I definitely want to get to the bottom of it but also haven't ruled out parting it.
This is my first etec so don't know a lot about the injectors. What is involved with monitoring them? I ruled out the injectors because of the debris in the crank. I thought is that if that cylinder leaned out, the piston would be toast with not as much debris or sludge in the crank and definitely not enough to destroy the bearing this bad. The bearing was completely destroyed, with a bit of sludge in the bottom. So my conclusion was that the bottom end failed first leading to the failure in the top end...unless there was a double failure...
But this question is what led to me hoping I could find a running engine that would include injectors to help rule out other possible issues that caused this motor to fail. And also putting in a new oil pump.
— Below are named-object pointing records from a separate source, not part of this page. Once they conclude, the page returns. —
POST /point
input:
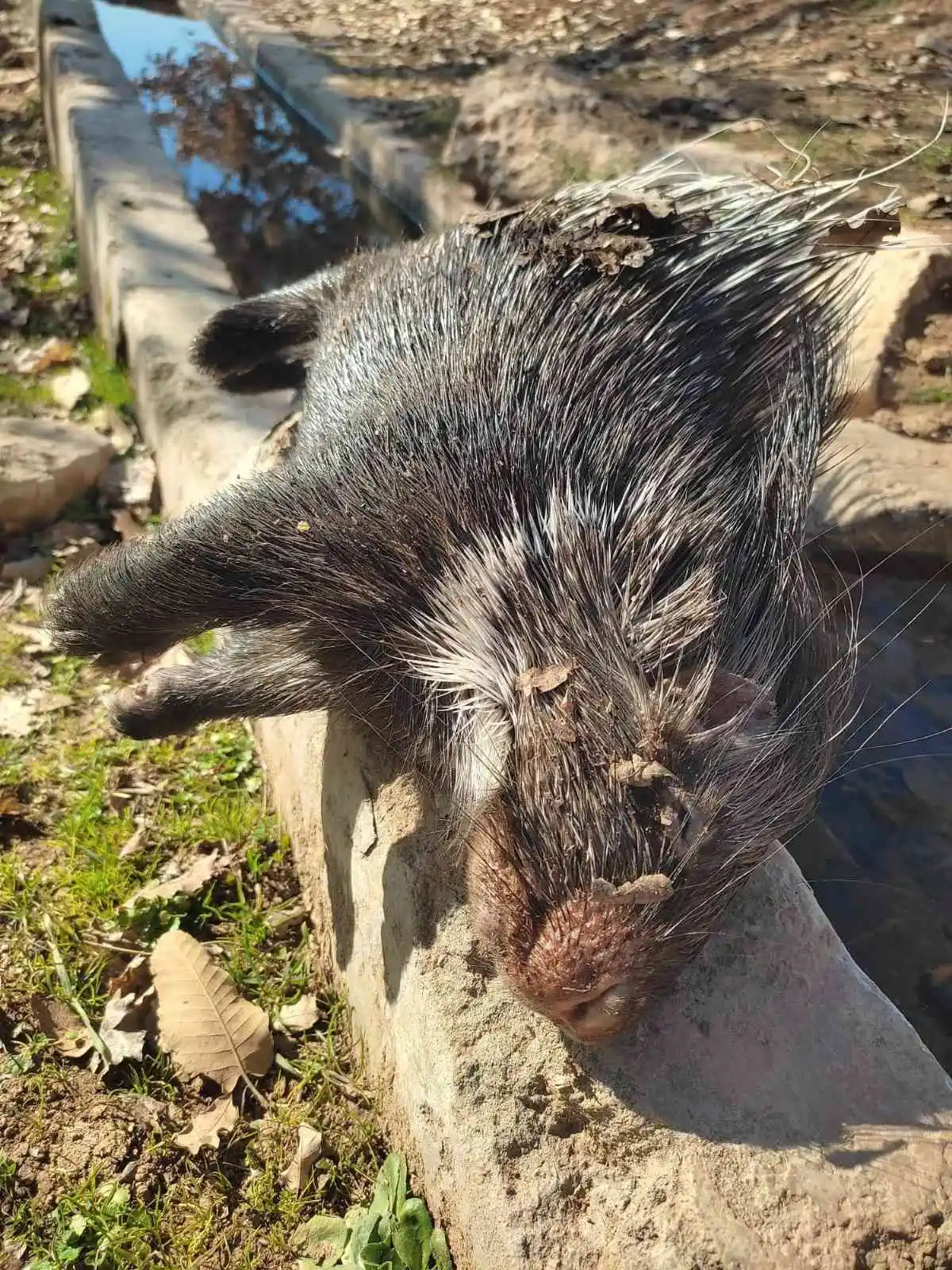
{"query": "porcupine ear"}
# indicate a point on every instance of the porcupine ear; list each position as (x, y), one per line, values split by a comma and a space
(258, 344)
(730, 696)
Each injector has its own flow characteristics that get measured on a test bench to determine how they need to be compensated at different rpm. The results are then used to generate a code for the ECM to make corrections which provides an equal flow between all engines. The only way I know to verify it is working as it should and within my means is to monitor exhaust gas temperature. It isn't perfect, but I find it works well with a new engine.
For the center bearing failure I think it is difficult to say, but it isn't uncommon for a center bearing to fail before any other bearing. It's been like that since the 600 HO carb which is the same engine that your E-TEC is based on, but BRP has done work on the lower end for durability. If you go with an OEM shortblock then you don't need to worry about anything from the cylinder to the base. If you want to experience the build, then you can get a good kit from MCB.
Once the engine is closed-up, make sure the oil pump is delivering oil to all 4 lines and through the oil check valves, the fuel pressure and flow is good, the exhaust valves are operating correctly, and the voltage is good. These are main operations that I focus on. It provides me with assurance over a used engine that I don't know the history. Then feed it 91/90 and hope for the best.
This is all the easy stuff. The tough work is getting the engine in without accidentally knocking the oil check valves, getting everything routed and plugged-in right, and having to diagnose any problems like an engine light for no apparent reason.